However, the described models use the real-time and historical travel time information as the
basis to predict arrival time of the public transport and cannot be used directly to predict
departure time of the vehicle from the starting station.
   Another problem that needs to be considered in the context of this paper is the schedule
design and operational management of the public transport [15]. The use of operational control
strategies makes it possible to reduce the discrepancy between the scheduled time and the real
time of arrival at the control points and prevent the bus bunching on the route. One of the most
popular control strategies is the schedule-based holding control strategy: if a bus arrives at a
stop earlier than the scheduled time, it is held until the scheduled departure time is reached [16].
Although this strategy can improve schedule adherence, it delays the operation of early buses
and causes impatient among passengers on board. Another strategy is a driver schedule recovery
strategy that proposes to adjust speed over segments between two consecutive control points to
arrive on-time [17, 18]. However, this strategy requires that drivers highly flexible response to
the traffic situation and can be limited by traffic conditions.
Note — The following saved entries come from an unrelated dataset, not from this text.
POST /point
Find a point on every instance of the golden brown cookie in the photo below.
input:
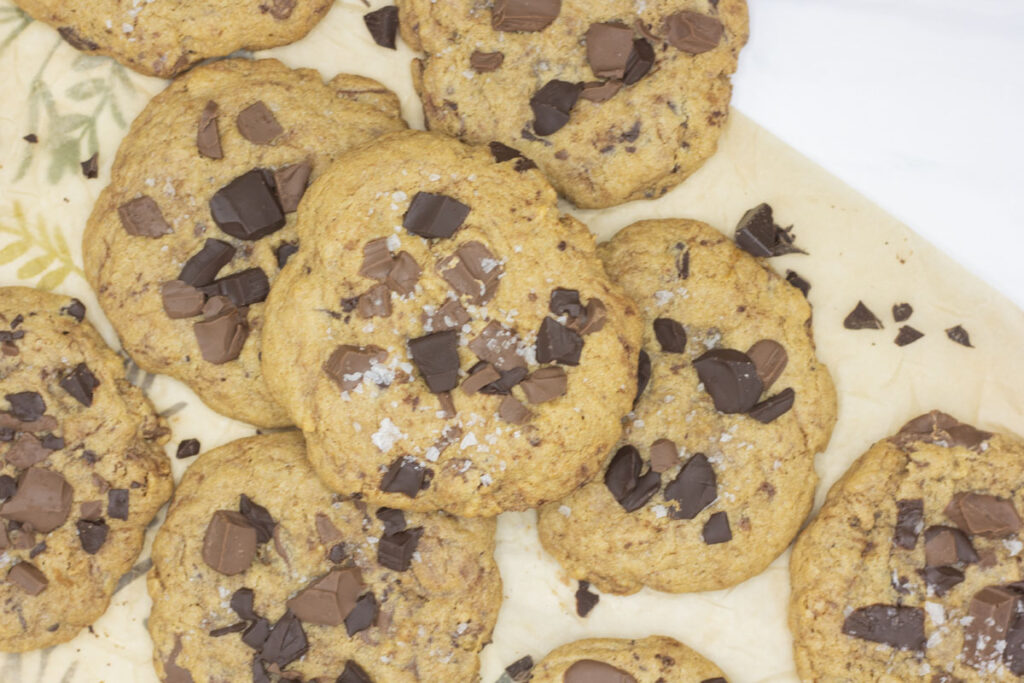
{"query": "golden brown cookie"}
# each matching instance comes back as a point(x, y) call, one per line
point(614, 100)
point(259, 569)
point(911, 570)
point(715, 471)
point(183, 244)
point(82, 471)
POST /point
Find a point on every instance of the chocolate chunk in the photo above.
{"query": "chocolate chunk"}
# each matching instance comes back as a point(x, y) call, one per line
point(861, 318)
point(363, 615)
point(229, 544)
point(484, 62)
point(434, 215)
point(552, 103)
point(436, 356)
point(247, 207)
point(991, 610)
point(770, 358)
point(556, 343)
point(257, 124)
point(981, 514)
point(693, 488)
point(394, 551)
point(670, 335)
point(330, 599)
point(897, 626)
point(142, 217)
point(591, 671)
point(960, 335)
point(773, 407)
point(117, 503)
point(692, 32)
point(586, 600)
point(545, 384)
point(731, 379)
point(28, 578)
point(909, 522)
point(287, 641)
point(43, 500)
point(208, 134)
point(90, 167)
point(523, 14)
point(348, 365)
point(92, 535)
point(403, 476)
point(80, 383)
point(608, 48)
point(907, 335)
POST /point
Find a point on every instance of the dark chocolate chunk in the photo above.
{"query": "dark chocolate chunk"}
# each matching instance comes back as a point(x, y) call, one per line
point(247, 207)
point(552, 104)
point(80, 383)
point(142, 217)
point(671, 335)
point(897, 626)
point(731, 379)
point(434, 215)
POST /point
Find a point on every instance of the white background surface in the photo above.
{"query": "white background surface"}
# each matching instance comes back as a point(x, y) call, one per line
point(916, 103)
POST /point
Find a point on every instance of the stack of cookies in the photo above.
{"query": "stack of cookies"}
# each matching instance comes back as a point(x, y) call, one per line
point(431, 342)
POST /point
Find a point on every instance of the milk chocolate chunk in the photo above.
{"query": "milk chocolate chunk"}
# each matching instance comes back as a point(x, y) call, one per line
point(80, 384)
point(591, 671)
point(434, 215)
point(552, 103)
point(363, 615)
point(909, 522)
point(693, 488)
point(291, 182)
point(257, 124)
point(229, 544)
point(142, 217)
point(328, 600)
point(28, 578)
point(861, 317)
point(247, 207)
point(436, 356)
point(671, 335)
point(692, 32)
point(523, 14)
point(383, 26)
point(982, 514)
point(992, 609)
point(556, 343)
point(484, 62)
point(43, 500)
point(896, 626)
point(731, 379)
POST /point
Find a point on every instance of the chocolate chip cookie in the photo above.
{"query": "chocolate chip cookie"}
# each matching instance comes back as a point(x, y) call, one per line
point(911, 569)
point(198, 220)
point(260, 571)
point(715, 472)
point(445, 338)
point(615, 100)
point(165, 38)
point(652, 659)
point(82, 471)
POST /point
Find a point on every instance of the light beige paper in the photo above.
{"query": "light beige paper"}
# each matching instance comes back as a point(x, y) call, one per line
point(855, 252)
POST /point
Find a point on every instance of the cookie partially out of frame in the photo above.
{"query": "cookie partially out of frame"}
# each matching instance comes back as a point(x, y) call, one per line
point(261, 573)
point(166, 38)
point(715, 470)
point(614, 100)
point(198, 220)
point(82, 470)
point(911, 569)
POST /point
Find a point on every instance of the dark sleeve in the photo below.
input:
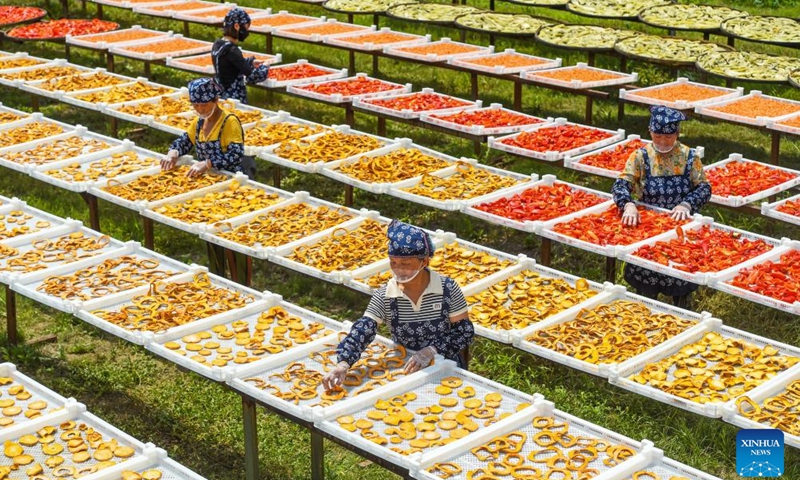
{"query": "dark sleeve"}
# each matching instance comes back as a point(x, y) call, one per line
point(459, 337)
point(622, 191)
point(699, 196)
point(182, 144)
point(354, 344)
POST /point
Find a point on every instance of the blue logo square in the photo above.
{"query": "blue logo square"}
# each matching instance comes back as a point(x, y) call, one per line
point(759, 453)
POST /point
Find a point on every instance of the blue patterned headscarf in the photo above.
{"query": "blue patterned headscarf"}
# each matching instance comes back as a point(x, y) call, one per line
point(665, 120)
point(204, 90)
point(236, 16)
point(409, 241)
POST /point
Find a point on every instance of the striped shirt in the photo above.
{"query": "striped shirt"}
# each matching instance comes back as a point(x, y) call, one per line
point(428, 308)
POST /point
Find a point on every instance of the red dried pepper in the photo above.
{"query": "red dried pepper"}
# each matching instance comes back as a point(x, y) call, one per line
point(745, 178)
point(607, 229)
point(61, 28)
point(780, 280)
point(295, 72)
point(791, 207)
point(613, 159)
point(704, 250)
point(10, 14)
point(420, 102)
point(489, 118)
point(557, 139)
point(353, 86)
point(542, 203)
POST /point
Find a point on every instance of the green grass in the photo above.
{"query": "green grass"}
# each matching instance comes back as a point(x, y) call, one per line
point(199, 423)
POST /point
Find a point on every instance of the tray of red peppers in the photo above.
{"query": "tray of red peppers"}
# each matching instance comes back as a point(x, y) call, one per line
point(525, 208)
point(774, 282)
point(59, 29)
point(300, 72)
point(557, 140)
point(737, 181)
point(12, 15)
point(346, 89)
point(413, 104)
point(492, 120)
point(695, 251)
point(608, 161)
point(599, 229)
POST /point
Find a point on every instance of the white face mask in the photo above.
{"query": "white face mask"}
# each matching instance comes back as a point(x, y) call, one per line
point(406, 279)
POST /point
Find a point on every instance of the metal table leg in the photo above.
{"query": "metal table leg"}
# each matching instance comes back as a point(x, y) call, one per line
point(317, 456)
point(148, 232)
point(250, 438)
point(94, 211)
point(11, 316)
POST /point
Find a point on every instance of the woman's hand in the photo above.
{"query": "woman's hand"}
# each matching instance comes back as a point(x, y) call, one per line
point(169, 160)
point(630, 215)
point(198, 169)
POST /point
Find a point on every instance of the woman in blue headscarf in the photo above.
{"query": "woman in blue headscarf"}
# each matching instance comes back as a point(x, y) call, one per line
point(665, 174)
point(218, 140)
point(232, 70)
point(425, 311)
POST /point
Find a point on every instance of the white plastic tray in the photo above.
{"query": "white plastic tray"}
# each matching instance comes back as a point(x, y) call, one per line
point(738, 201)
point(36, 217)
point(615, 293)
point(182, 63)
point(771, 210)
point(605, 250)
point(699, 278)
point(259, 251)
point(86, 162)
point(114, 110)
point(281, 117)
point(248, 314)
point(356, 279)
point(345, 40)
point(79, 132)
point(460, 452)
point(283, 13)
point(86, 311)
point(432, 57)
point(622, 79)
point(315, 165)
point(510, 336)
point(246, 376)
point(38, 393)
point(620, 373)
point(721, 281)
point(36, 87)
point(286, 31)
point(202, 47)
point(725, 94)
point(554, 156)
point(456, 204)
point(423, 386)
point(480, 129)
point(28, 284)
point(369, 104)
point(26, 244)
point(282, 253)
point(332, 169)
point(772, 388)
point(32, 118)
point(707, 110)
point(533, 226)
point(339, 98)
point(90, 41)
point(332, 74)
point(195, 228)
point(467, 62)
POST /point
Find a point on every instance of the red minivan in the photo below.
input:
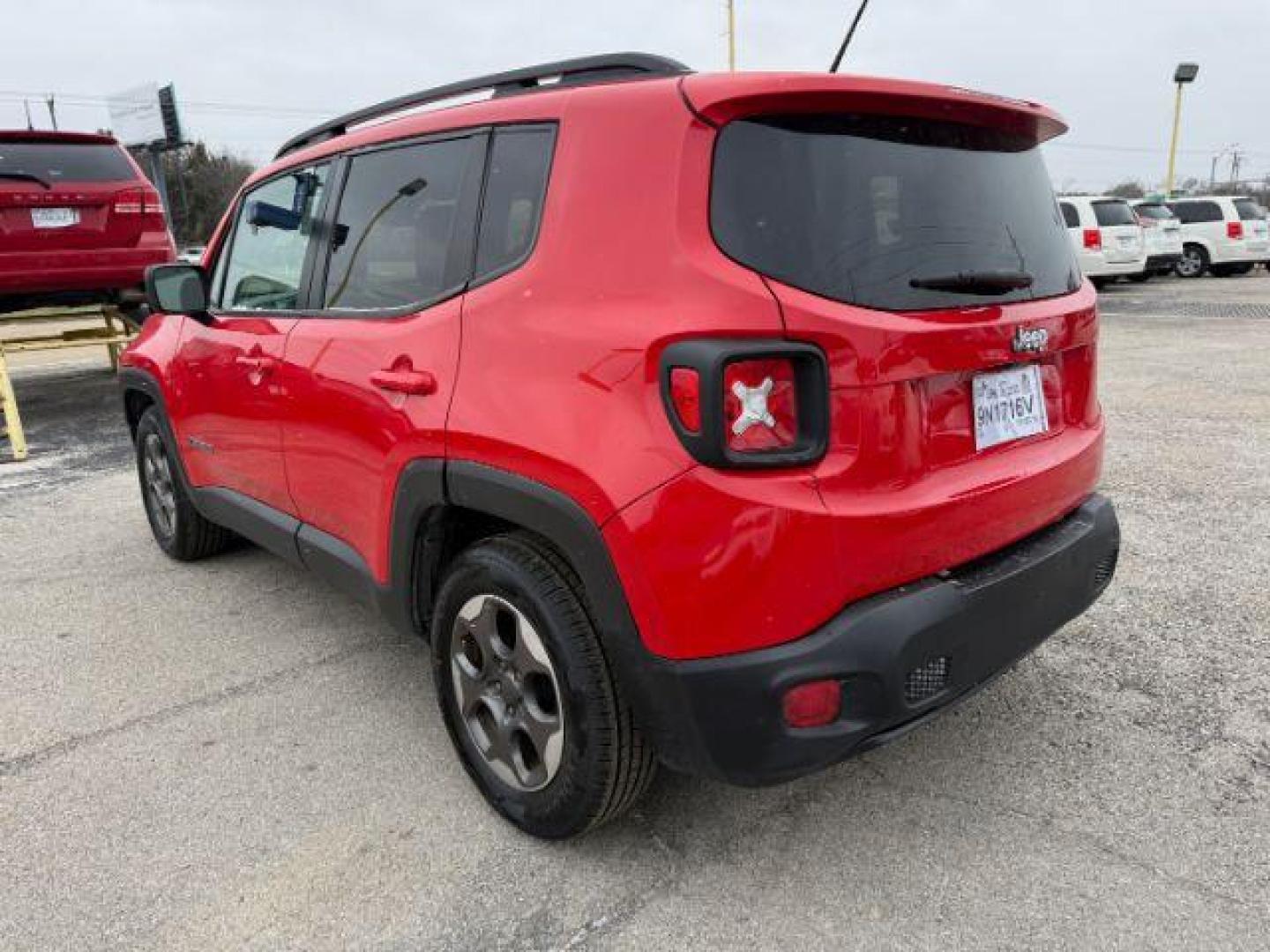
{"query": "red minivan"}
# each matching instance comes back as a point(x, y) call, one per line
point(79, 221)
point(736, 423)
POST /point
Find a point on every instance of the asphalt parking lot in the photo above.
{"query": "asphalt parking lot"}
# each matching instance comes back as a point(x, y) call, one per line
point(228, 755)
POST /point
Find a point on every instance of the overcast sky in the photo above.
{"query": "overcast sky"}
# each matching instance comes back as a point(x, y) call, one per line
point(250, 72)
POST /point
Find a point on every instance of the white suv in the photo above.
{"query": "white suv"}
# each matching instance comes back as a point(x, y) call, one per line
point(1221, 234)
point(1106, 235)
point(1163, 236)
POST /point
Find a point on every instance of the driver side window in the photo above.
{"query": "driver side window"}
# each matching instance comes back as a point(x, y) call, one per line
point(262, 268)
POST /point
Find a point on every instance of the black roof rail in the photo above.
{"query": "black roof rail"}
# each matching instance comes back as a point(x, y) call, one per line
point(571, 72)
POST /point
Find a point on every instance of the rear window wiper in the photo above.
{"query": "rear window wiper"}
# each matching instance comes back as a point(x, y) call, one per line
point(26, 176)
point(975, 282)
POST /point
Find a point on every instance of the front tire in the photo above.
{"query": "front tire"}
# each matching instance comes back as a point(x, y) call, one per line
point(179, 530)
point(527, 695)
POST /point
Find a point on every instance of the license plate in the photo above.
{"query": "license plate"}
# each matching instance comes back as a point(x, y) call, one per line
point(1009, 405)
point(54, 217)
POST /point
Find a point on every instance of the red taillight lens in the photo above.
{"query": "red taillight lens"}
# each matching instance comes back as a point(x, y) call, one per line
point(813, 704)
point(131, 202)
point(747, 404)
point(759, 405)
point(138, 201)
point(686, 397)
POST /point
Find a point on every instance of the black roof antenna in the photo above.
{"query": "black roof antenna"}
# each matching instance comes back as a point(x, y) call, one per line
point(851, 32)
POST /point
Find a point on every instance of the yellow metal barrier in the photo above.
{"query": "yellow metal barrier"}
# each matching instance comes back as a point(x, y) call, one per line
point(115, 334)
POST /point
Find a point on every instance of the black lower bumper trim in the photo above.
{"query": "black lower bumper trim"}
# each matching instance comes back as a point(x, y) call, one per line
point(721, 716)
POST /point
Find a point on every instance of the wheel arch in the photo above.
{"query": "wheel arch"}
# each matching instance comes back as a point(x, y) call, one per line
point(442, 508)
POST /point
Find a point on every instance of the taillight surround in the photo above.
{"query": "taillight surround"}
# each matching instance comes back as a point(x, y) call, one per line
point(799, 401)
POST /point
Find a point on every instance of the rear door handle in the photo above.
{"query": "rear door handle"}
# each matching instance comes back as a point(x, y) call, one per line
point(419, 383)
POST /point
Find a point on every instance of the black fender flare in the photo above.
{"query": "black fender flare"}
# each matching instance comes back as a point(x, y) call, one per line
point(643, 678)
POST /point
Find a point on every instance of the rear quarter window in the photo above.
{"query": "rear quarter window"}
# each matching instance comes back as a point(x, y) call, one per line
point(1249, 210)
point(1160, 212)
point(1198, 212)
point(856, 208)
point(66, 161)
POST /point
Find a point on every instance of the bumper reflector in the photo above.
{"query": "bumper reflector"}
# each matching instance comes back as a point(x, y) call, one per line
point(926, 681)
point(813, 704)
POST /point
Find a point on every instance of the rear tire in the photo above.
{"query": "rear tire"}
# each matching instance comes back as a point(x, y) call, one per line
point(179, 530)
point(1192, 263)
point(527, 695)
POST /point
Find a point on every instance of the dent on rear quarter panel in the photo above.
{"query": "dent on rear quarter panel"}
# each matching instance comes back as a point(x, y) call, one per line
point(153, 348)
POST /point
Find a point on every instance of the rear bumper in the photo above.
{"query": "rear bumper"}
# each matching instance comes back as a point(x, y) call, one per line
point(1162, 262)
point(721, 716)
point(107, 270)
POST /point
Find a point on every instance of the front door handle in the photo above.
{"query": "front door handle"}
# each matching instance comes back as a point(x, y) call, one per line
point(404, 381)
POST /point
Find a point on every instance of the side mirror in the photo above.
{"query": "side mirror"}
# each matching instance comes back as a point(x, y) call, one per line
point(262, 215)
point(176, 288)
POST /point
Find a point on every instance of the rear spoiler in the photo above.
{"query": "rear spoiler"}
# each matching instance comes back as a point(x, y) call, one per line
point(719, 98)
point(49, 136)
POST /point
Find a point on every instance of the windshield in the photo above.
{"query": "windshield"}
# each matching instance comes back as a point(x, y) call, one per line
point(1159, 212)
point(64, 161)
point(891, 212)
point(1249, 210)
point(1114, 213)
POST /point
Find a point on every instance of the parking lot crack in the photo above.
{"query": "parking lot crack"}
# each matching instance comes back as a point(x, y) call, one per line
point(18, 764)
point(1094, 843)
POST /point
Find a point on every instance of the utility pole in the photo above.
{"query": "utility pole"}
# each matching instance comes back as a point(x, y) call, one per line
point(1184, 74)
point(732, 36)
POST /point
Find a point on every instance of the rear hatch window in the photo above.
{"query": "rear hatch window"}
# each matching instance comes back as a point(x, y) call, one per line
point(1110, 213)
point(1249, 210)
point(55, 163)
point(891, 212)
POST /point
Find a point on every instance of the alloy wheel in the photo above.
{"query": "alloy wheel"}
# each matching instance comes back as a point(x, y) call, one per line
point(161, 493)
point(1191, 264)
point(507, 692)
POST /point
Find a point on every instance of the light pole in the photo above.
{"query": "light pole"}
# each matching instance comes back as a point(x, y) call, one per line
point(732, 36)
point(1184, 74)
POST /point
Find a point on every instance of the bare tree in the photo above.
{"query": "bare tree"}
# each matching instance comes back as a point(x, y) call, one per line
point(201, 184)
point(1128, 190)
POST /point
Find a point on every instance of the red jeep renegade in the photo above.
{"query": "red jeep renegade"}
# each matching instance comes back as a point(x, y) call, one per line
point(738, 423)
point(79, 222)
   In this paper, we consider the problem of the public transport departure time prediction from
the starting station. The problem is considered in two formulations: estimation of the mean
expected departure time and minimizing the travel time interval required to ensure a predefined
probability of departure on-time.
   The structure of this paper is organized as follows: the second section introduces the basic
notations and the problem formulation, describes the departure time prediction algorithms based
on real-time traffic data and schedule. In this section, we propose an algorithm based on the
operation control strategies. The third section presents the problem formulation of the departure
time interval estimation and describes a base algorithm for solving this problem. In the fourth
section, we present an experimental study of the algorithms. Lastly, we present our conclusions
and recommendations for future work.

2. Mean expected departure time estimation
2.1. Basic notation
Introduce the following notation. Let
V be the set of public transport vehicles;
R be the set of routes;
Ir be the bus run numbers on the route r ∈ R;
DTi be the departure time from the starting station of the bus with the run number i ∈ Ir on
the route r ∈ R;
DTisch be the scheduled departure time from the starting station of the bus i ∈ Ir ;
ATi be the arrival time at the ending terminal of the bus i ∈ Ir ;
ATisch be the scheduled arrival time at the ending terminal of the bus i ∈ Ir .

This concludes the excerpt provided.